Recipe by Andreas Wingert
Preparation time: 20 minutes
Cooking time: 20 minutes
400g salmon fillet
olive oil, for cooking
1 lemon, sliced
160g butternut squash, peeled and diced
280g green beans
280g petis pois (defrosted if frozen)
80g red onions, finely chopped
80g sliced almonds, toasted (optional)
Salt and freshly ground black pepper, to taste
For the lemon vinaigrette dressing
200ml cold-pressed rapeseed oil
50ml fresh lemon juice
Salt and freshly ground black pepper
Preheat the oven to 190°C/Gas Mark 5.
Place the salmon on a tray, drizzle with olive oil, top with slices of lemon and season.

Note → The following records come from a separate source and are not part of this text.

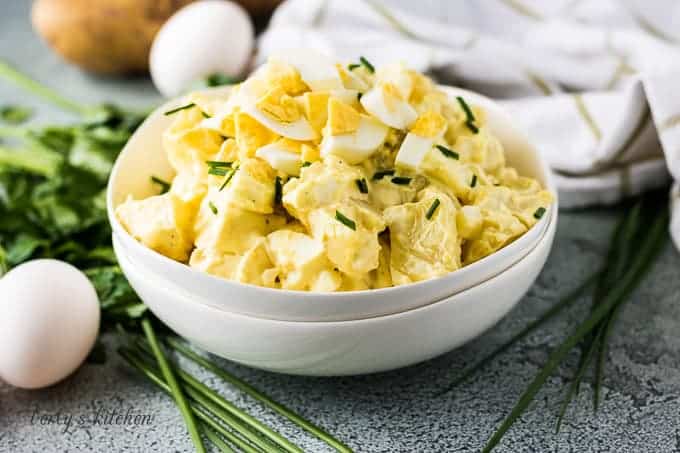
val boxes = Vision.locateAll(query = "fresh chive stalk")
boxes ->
[359,56,375,73]
[206,160,232,168]
[481,205,668,453]
[456,96,475,123]
[164,103,196,116]
[356,178,369,194]
[0,59,90,115]
[118,348,256,453]
[203,425,236,453]
[135,337,293,451]
[150,176,171,194]
[436,145,459,160]
[335,210,357,230]
[141,320,206,453]
[167,338,353,453]
[533,207,546,219]
[436,274,598,395]
[275,176,283,204]
[425,199,440,220]
[209,201,218,215]
[208,167,229,177]
[219,166,238,191]
[470,174,477,188]
[348,63,360,71]
[465,122,479,134]
[390,176,411,185]
[372,169,395,180]
[302,161,312,168]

Bake for around 8 minutes, until tender and cooked.
Remove the salmon from the oven and set aside to cool, then flake the salmon into pieces.
Add 1 tbsp olive oil to a pan, season the diced butternut squash, then fry for around 5 minutes, until golden.
Put the butternut squash in the oven and bake for another 5 minutes, until just tender.
Remove from the oven to cool.
Blanch the broccoli and green beans in boiling water for 3 minutes, transfer to iced water to cool, then drain.
Make the vinaigrette by putting all the ingredients in a jar and shaking to combine.
Combine all the salad ingredients, except the toasted almonds, in a bowl and toss them gently in lemon vinaigrette. (Keep any unused dressing in the fridge for up to 1 month). Check the seasoning.
Divide the ingredients between 4 plates, sprinkle over the toasted almonds and serve.